Problema mediatico del terrorismo

Dall’attentato al World Trade Center di New York dell’11 settembre 2001 la parola terrorismo sembra aver assunto connotati ancora peggiori di quelli ai quali eravamo abituati in passato.

Quando si parla di guerra al terrore vengono in mente eserciti di nazioni che cercano delle persone nascoste chissà dove e che nessuno riesce mai a trovare, alcune dinamiche di questa battaglia spesso somigliano a quelle degli anni della Guerra Fredda tra Russia e Stati Uniti d’America.

Il terrorismo perpretrato da singoli gruppi o da eserciti improvvisati ormai è entrato nelle nostre vite, volenti o nolenti non possiamo fare a meno di pensarci o di essere colpiti da qualche notizia che coinvolge attentati mortali o tentativi di stragi di massa sventati dalle forze dell’ordine.

Terza guerra mondiale

Analizzando gli avvenimenti degli ultimi quindici anni, ai conflitti in medio-oriente al terrorismo che sta colpendo sempre di più i grandi centri cittadini europei, più che una guerra invisibile al terrorismo si potrebbe parlare di terza guerra mondiale.

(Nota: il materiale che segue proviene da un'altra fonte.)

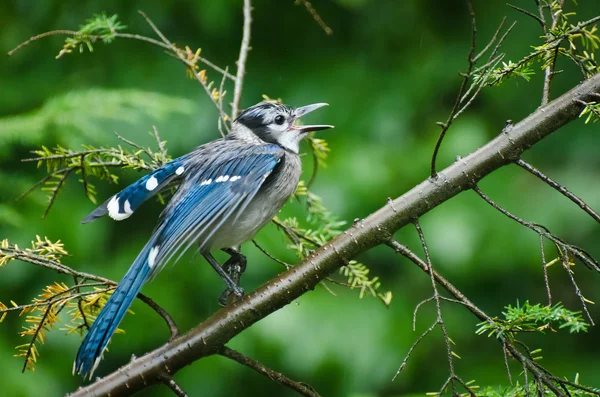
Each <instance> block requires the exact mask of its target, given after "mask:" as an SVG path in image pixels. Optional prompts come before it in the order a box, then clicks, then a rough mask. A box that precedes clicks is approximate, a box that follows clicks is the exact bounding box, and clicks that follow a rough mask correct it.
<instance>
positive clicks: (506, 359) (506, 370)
mask: <svg viewBox="0 0 600 397" xmlns="http://www.w3.org/2000/svg"><path fill="white" fill-rule="evenodd" d="M502 353H503V355H504V366H505V367H506V374H507V375H508V383H510V385H511V386H512V374H511V373H510V366H509V365H508V350H507V349H506V343H504V344H503V345H502Z"/></svg>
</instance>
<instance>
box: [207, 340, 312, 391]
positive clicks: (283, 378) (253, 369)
mask: <svg viewBox="0 0 600 397" xmlns="http://www.w3.org/2000/svg"><path fill="white" fill-rule="evenodd" d="M219 354H220V355H221V356H223V357H227V358H228V359H230V360H233V361H235V362H238V363H240V364H242V365H245V366H246V367H248V368H251V369H253V370H255V371H256V372H258V373H259V374H261V375H264V376H266V377H267V378H269V379H271V380H273V381H275V382H277V383H281V384H282V385H284V386H286V387H289V388H290V389H292V390H294V391H296V392H298V393H299V394H301V395H303V396H307V397H320V394H319V393H317V392H316V391H315V390H314V389H313V388H312V387H310V386H309V385H307V384H305V383H301V382H296V381H294V380H292V379H290V378H288V377H287V376H285V375H284V374H282V373H281V372H276V371H273V370H272V369H269V368H267V367H265V366H264V365H263V364H261V363H259V362H258V361H256V360H253V359H251V358H250V357H246V356H244V355H243V354H242V353H240V352H238V351H236V350H233V349H230V348H229V347H227V346H223V348H222V349H221V351H220V352H219Z"/></svg>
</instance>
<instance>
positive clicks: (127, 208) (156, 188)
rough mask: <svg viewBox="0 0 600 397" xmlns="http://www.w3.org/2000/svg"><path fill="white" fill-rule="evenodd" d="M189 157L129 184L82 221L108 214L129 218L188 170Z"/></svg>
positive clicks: (111, 216)
mask: <svg viewBox="0 0 600 397" xmlns="http://www.w3.org/2000/svg"><path fill="white" fill-rule="evenodd" d="M187 157H188V156H187V155H186V156H183V157H179V158H177V159H175V160H172V161H170V162H168V163H167V164H165V165H163V166H162V167H160V168H158V169H156V170H154V171H153V172H152V173H150V174H148V175H146V176H144V177H143V178H140V179H139V180H138V181H136V182H134V183H132V184H131V185H129V186H127V187H126V188H125V189H123V190H121V191H120V192H119V193H117V194H115V195H114V196H112V197H111V198H109V199H108V200H106V201H105V202H104V203H103V204H102V205H101V206H99V207H98V208H96V209H95V210H94V211H92V212H91V213H90V214H89V215H88V216H86V217H85V218H84V219H83V221H81V223H88V222H91V221H94V220H96V219H98V218H100V217H103V216H104V215H106V214H108V216H110V217H111V218H112V219H114V220H116V221H120V220H123V219H126V218H129V217H130V216H131V214H133V212H134V211H135V210H136V209H137V208H138V207H139V206H140V205H141V204H142V203H143V202H144V201H146V200H148V199H149V198H150V197H152V196H154V195H155V194H156V193H158V192H159V191H160V190H161V189H162V188H164V187H165V186H166V185H168V184H169V182H171V181H173V180H174V179H175V178H178V177H180V176H182V175H183V174H184V173H185V172H186V159H187Z"/></svg>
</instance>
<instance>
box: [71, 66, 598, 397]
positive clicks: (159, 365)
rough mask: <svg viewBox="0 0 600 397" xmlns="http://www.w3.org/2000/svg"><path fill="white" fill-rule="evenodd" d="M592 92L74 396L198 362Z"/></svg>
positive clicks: (109, 388) (146, 386)
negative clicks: (193, 362) (238, 300)
mask: <svg viewBox="0 0 600 397" xmlns="http://www.w3.org/2000/svg"><path fill="white" fill-rule="evenodd" d="M597 92H600V74H598V75H595V76H593V77H591V78H590V79H588V80H587V81H585V82H583V83H582V84H580V85H579V86H577V87H575V88H574V89H572V90H571V91H569V92H568V93H566V94H564V95H562V96H561V97H559V98H557V99H556V100H554V101H553V102H551V103H549V104H548V105H547V106H544V107H542V108H540V109H538V110H537V111H535V112H534V113H532V114H531V115H529V116H528V117H527V118H525V119H524V120H522V121H520V122H519V123H517V124H515V125H511V126H510V128H505V129H504V130H503V131H502V133H500V134H499V135H498V136H497V137H496V138H495V139H493V140H492V141H490V142H489V143H488V144H486V145H485V146H483V147H482V148H480V149H478V150H477V151H475V152H473V153H471V154H470V155H469V156H467V157H465V158H462V159H459V160H458V161H456V162H455V163H454V164H452V165H450V166H449V167H447V168H446V169H444V170H443V171H441V172H439V173H438V175H437V177H436V178H428V179H426V180H424V181H423V182H422V183H420V184H419V185H417V186H416V187H414V188H413V189H411V190H410V191H409V192H407V193H405V194H404V195H402V196H401V197H399V198H397V199H395V200H390V201H389V203H388V204H386V205H384V206H383V207H382V208H380V209H379V210H378V211H376V212H375V213H373V214H372V215H370V216H369V217H367V218H365V219H364V220H363V221H361V222H358V223H356V224H355V225H353V226H352V227H351V228H349V229H348V230H347V231H346V232H345V233H343V234H341V235H339V236H338V237H336V238H335V239H333V240H332V241H331V242H329V243H328V244H326V245H325V246H323V247H322V248H320V249H319V250H317V251H315V253H314V254H313V255H312V256H311V257H309V258H307V259H306V260H305V261H303V262H302V263H300V264H298V265H296V266H295V267H293V268H291V269H290V270H288V271H286V272H285V273H282V274H280V275H278V276H277V277H275V278H274V279H272V280H270V281H269V282H267V283H265V284H264V285H263V286H261V287H260V288H258V289H257V290H256V291H255V292H253V293H251V294H249V295H247V296H245V297H244V298H243V299H242V300H240V301H239V302H236V303H235V304H233V305H231V306H229V307H227V308H224V309H222V310H220V311H218V312H216V313H215V314H213V315H212V316H211V317H209V318H208V319H207V320H206V321H204V322H203V323H202V324H200V325H198V326H197V327H195V328H193V329H192V330H190V331H189V332H187V333H185V334H183V335H180V336H178V337H176V338H175V339H173V340H172V341H170V342H168V343H166V344H164V345H163V346H161V347H159V348H158V349H155V350H153V351H151V352H149V353H148V354H146V355H144V356H142V357H139V358H137V359H135V360H133V361H131V362H129V363H128V364H126V365H125V366H124V367H122V368H121V369H120V370H118V371H116V372H113V373H111V374H109V375H107V376H106V377H104V378H102V379H99V380H97V381H96V382H94V383H93V384H91V385H89V386H87V387H83V388H80V389H79V390H77V391H76V392H75V393H73V395H72V396H86V395H90V394H93V395H98V396H99V395H108V394H111V395H117V394H119V395H120V394H133V393H135V392H137V391H139V390H143V389H145V388H146V387H148V386H150V385H152V384H156V383H159V382H160V381H161V380H160V377H159V376H160V374H164V373H167V374H169V375H171V374H173V373H175V372H177V371H179V370H180V369H181V368H183V367H184V366H186V365H189V364H190V363H192V362H193V361H195V360H197V359H199V358H201V357H205V356H208V355H212V354H216V353H218V352H219V351H220V349H221V348H222V346H224V345H225V344H226V343H227V342H229V340H231V338H233V337H234V336H236V335H238V334H239V333H240V332H242V331H243V330H245V329H246V328H248V327H250V326H251V325H252V324H254V323H256V322H257V321H259V320H261V319H262V318H264V317H266V316H267V315H269V314H271V313H273V312H274V311H276V310H279V309H280V308H282V307H283V306H285V305H287V304H288V303H290V302H292V301H294V300H295V299H297V298H298V297H300V296H301V295H303V294H304V293H306V292H307V291H309V290H312V289H314V288H315V286H316V285H317V284H318V283H319V282H321V281H322V280H323V279H324V278H325V277H327V276H328V275H329V274H331V273H333V272H334V271H336V270H337V269H339V267H340V266H342V265H343V264H344V263H345V261H347V260H349V259H350V258H353V257H355V256H356V255H358V254H359V253H361V252H365V251H366V250H368V249H370V248H373V247H375V246H377V245H380V244H383V243H385V242H387V241H389V238H390V236H392V235H393V233H394V232H396V231H397V230H398V229H400V228H401V227H403V226H405V225H406V224H408V223H412V222H413V221H414V219H415V218H417V217H420V216H421V215H423V214H425V213H427V212H429V211H430V210H431V209H433V208H435V207H437V206H438V205H440V204H442V203H444V202H445V201H447V200H449V199H451V198H452V197H454V196H456V195H457V194H459V193H461V192H463V191H465V190H469V189H471V188H472V187H473V186H474V185H475V183H476V182H477V181H479V180H480V179H482V178H483V177H485V176H486V175H488V174H490V173H491V172H493V171H495V170H497V169H498V168H500V167H503V166H505V165H507V164H510V163H512V162H514V161H516V160H517V159H518V158H519V157H520V155H521V154H522V153H523V152H524V151H525V150H527V149H528V148H530V147H531V146H532V145H534V144H536V143H537V142H538V141H540V140H541V139H543V138H544V137H546V136H548V135H550V134H551V133H553V132H554V131H556V130H558V129H559V128H560V127H562V126H564V125H565V124H567V123H569V122H571V121H573V120H575V119H576V118H577V116H578V115H579V113H580V112H581V110H582V108H583V106H582V105H581V104H580V103H579V102H577V101H576V99H580V100H586V99H591V98H593V97H594V95H593V94H594V93H597ZM458 293H460V291H458ZM455 296H456V295H455ZM457 299H458V298H457ZM465 299H466V298H465ZM459 300H460V299H459ZM479 315H481V316H482V318H484V319H485V318H486V317H487V316H485V314H484V313H479ZM508 347H509V352H510V353H511V354H512V355H513V356H515V357H517V356H518V355H520V356H521V357H522V356H523V354H522V353H521V352H519V351H518V350H517V349H516V348H514V347H512V346H511V345H508ZM534 364H535V363H534ZM534 364H530V363H529V362H528V365H529V366H531V368H530V367H528V369H529V370H530V371H538V372H539V371H540V369H539V367H535V365H534Z"/></svg>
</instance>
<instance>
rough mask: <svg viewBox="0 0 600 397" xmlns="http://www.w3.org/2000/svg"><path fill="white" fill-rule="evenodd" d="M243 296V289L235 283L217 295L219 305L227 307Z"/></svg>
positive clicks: (236, 301)
mask: <svg viewBox="0 0 600 397" xmlns="http://www.w3.org/2000/svg"><path fill="white" fill-rule="evenodd" d="M243 297H244V289H243V288H242V287H239V286H237V285H235V286H233V287H227V289H226V290H225V291H223V293H222V294H221V295H219V305H220V306H221V307H227V306H229V305H231V304H232V303H234V302H237V301H239V300H240V299H242V298H243Z"/></svg>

La stiamo vivendo, qui ed ora sulla nostra pelle e sebbene sia un tipo di conflitto diverso rispetto a quello che hanno vissuto i nostri nonni o bisnonni, la sensazione a volte è proprio quella.

Adesso, magari sarete tra quelli che non si fanno colpire dalle notizie e dal sensazionalismo che troppo spesso i media utilizzano per fare colpo sul lettore o sullo spettatore, ma state sicuri che a differenza vostra ci sono tantissime persone che si sentono davvero in pericolo e vivono in un senso di insicurezza non molto diverso da quello di chi abitava in una città sotto bombardamento.

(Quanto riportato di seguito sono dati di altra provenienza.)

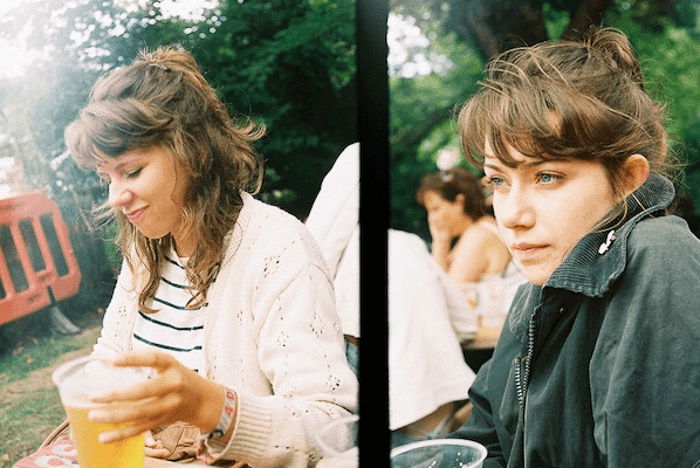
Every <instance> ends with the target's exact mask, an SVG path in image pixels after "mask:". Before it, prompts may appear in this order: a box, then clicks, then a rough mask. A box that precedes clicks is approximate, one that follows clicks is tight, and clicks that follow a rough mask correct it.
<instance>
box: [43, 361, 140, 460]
mask: <svg viewBox="0 0 700 468" xmlns="http://www.w3.org/2000/svg"><path fill="white" fill-rule="evenodd" d="M150 372H151V369H149V368H145V367H116V366H112V365H111V364H109V363H108V362H105V361H104V360H102V359H100V358H96V357H90V356H88V357H82V358H78V359H74V360H72V361H69V362H67V363H65V364H63V365H61V366H60V367H59V368H58V369H56V370H55V371H54V372H53V376H52V377H53V382H54V384H56V386H57V387H58V391H59V394H60V396H61V402H62V403H63V407H64V409H65V410H66V414H67V416H68V421H69V423H70V427H71V431H72V438H73V441H74V442H75V445H76V449H77V450H78V463H79V464H80V468H125V467H129V468H143V464H144V440H143V434H140V435H138V436H135V437H131V438H129V439H126V440H122V441H119V442H111V443H107V444H103V443H102V442H100V441H99V439H98V436H99V435H100V433H102V432H105V431H109V430H113V429H117V428H119V427H121V426H123V425H124V424H122V425H115V424H105V423H94V422H91V421H89V420H88V412H89V411H90V410H92V409H94V408H98V407H105V406H115V405H105V404H103V403H93V402H91V401H90V398H89V395H90V394H91V393H93V392H100V391H104V390H108V389H115V388H118V387H125V386H130V385H133V384H135V383H139V382H144V381H146V380H147V379H148V376H149V373H150Z"/></svg>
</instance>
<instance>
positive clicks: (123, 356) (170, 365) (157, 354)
mask: <svg viewBox="0 0 700 468" xmlns="http://www.w3.org/2000/svg"><path fill="white" fill-rule="evenodd" d="M173 362H175V358H173V357H172V356H170V355H169V354H166V353H163V352H161V351H156V350H146V351H131V352H128V353H123V354H119V355H118V356H116V357H115V358H113V359H112V361H111V363H112V364H113V365H115V366H136V367H154V368H156V369H164V368H167V367H169V366H171V365H172V364H173Z"/></svg>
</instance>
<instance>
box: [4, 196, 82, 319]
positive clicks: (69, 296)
mask: <svg viewBox="0 0 700 468" xmlns="http://www.w3.org/2000/svg"><path fill="white" fill-rule="evenodd" d="M79 287H80V270H79V269H78V264H77V262H76V260H75V255H74V253H73V247H72V245H71V243H70V239H69V237H68V229H67V228H66V225H65V224H64V222H63V218H62V216H61V212H60V210H59V208H58V205H56V203H54V202H53V201H51V200H49V199H48V198H46V197H45V196H44V195H42V194H40V193H28V194H24V195H19V196H16V197H12V198H6V199H2V200H0V325H2V324H3V323H6V322H9V321H11V320H14V319H17V318H19V317H22V316H23V315H27V314H30V313H32V312H35V311H37V310H40V309H42V308H44V307H46V306H48V305H50V304H52V303H53V302H57V301H60V300H61V299H65V298H67V297H70V296H72V295H74V294H75V293H77V292H78V289H79ZM52 296H53V297H52Z"/></svg>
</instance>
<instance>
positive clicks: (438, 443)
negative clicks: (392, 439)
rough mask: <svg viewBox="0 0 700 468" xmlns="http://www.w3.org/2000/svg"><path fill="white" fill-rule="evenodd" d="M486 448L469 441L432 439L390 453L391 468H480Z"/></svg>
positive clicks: (403, 446) (482, 464)
mask: <svg viewBox="0 0 700 468" xmlns="http://www.w3.org/2000/svg"><path fill="white" fill-rule="evenodd" d="M486 454H487V451H486V447H484V446H483V445H481V444H479V443H477V442H473V441H471V440H462V439H433V440H422V441H420V442H413V443H410V444H406V445H401V446H399V447H396V448H395V449H393V450H392V451H391V468H480V467H481V466H482V465H483V463H484V460H485V459H486Z"/></svg>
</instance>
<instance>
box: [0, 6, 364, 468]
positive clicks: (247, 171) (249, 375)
mask: <svg viewBox="0 0 700 468" xmlns="http://www.w3.org/2000/svg"><path fill="white" fill-rule="evenodd" d="M356 35H357V26H356V5H355V1H354V0H340V1H337V0H334V1H325V0H321V1H315V0H305V1H296V0H269V1H265V2H257V1H244V0H193V1H187V2H179V1H170V0H114V1H102V0H78V1H74V2H61V1H57V0H50V1H39V0H11V1H5V2H3V4H2V5H0V55H1V56H2V57H4V58H5V59H6V66H3V67H2V70H0V337H1V339H0V363H1V364H0V369H1V370H0V372H1V373H0V395H2V402H3V403H2V406H0V422H2V424H0V426H2V429H0V447H1V448H0V467H8V468H10V467H16V468H30V467H39V466H64V465H59V464H60V463H64V464H65V466H68V465H69V464H76V463H79V464H80V466H81V467H90V466H95V467H96V466H100V467H104V466H106V465H105V464H104V462H105V460H111V461H112V462H113V463H114V465H113V466H129V467H146V468H147V467H162V466H169V465H173V466H175V464H178V463H181V462H188V463H189V464H190V466H207V465H211V464H217V465H222V466H229V465H230V466H266V467H307V466H337V465H333V464H332V463H331V462H332V457H340V458H341V459H342V458H348V457H349V460H350V461H351V462H354V463H357V460H358V454H357V446H358V440H357V430H358V421H357V420H358V416H357V414H358V412H359V407H358V391H359V383H358V362H359V349H358V337H359V307H360V298H359V261H360V260H359V173H360V145H359V141H360V136H359V130H358V108H357V102H358V84H357V61H356V55H357V44H356ZM336 460H337V459H336ZM47 463H49V465H47ZM329 463H331V464H330V465H329ZM109 466H112V465H109Z"/></svg>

D’altronde da quel che traspare dalla televisione, dai giornali e da internet, sembra che qualsiasi posto affollato possa essere un obiettivo dei gruppi di terrorismo. Purtroppo come ogni conflitto, il terrorismo porta con se l’orribile fenomeno dell’odio razziale, rendendoci paranoici nei confronti di persone di cultura diversa, persone innocenti che come noi cercano di fare il possibile per arrivare a fine mese e avere una vita serena. Così si allungano le distanze e i pregiudizi tra i popoli, l’umanità rimane ferma ai medioevali tempi delle crociate e non sembra fare progressi.

Terrorismo sul web

I media sono forse l’arma più potente dei gruppi terroristici, ma lo sono sempre stati anche di qualsiasi esercito regolare o nazione in guerra. La propaganda è il miglior modo per controllare le masse e per dare notizie false a riguardo Grazie a internet sia ai media nel web che i gruppi terroristici riescono a infilarsi ovunque, persino nei social network.

Non è raro che ogni tanto esca fuori la notizia di una cellula terroristica che ha iniziato a recrutare seguaci e membri tramite delle chat o delle pagine di un social network, una cosa che potrebbe far sorridere i miscredenti, ma che purtroppo è la cruda realtà.

Ancora peggio sono i siti web o i gruppi social per alimentare l’odio razziale e culturale che purtroppo raccolgono sempre più seguaci e non fanno che aumentare il livello globale di ignoranza e paura che ormai sembra dilagare ininterrottamente.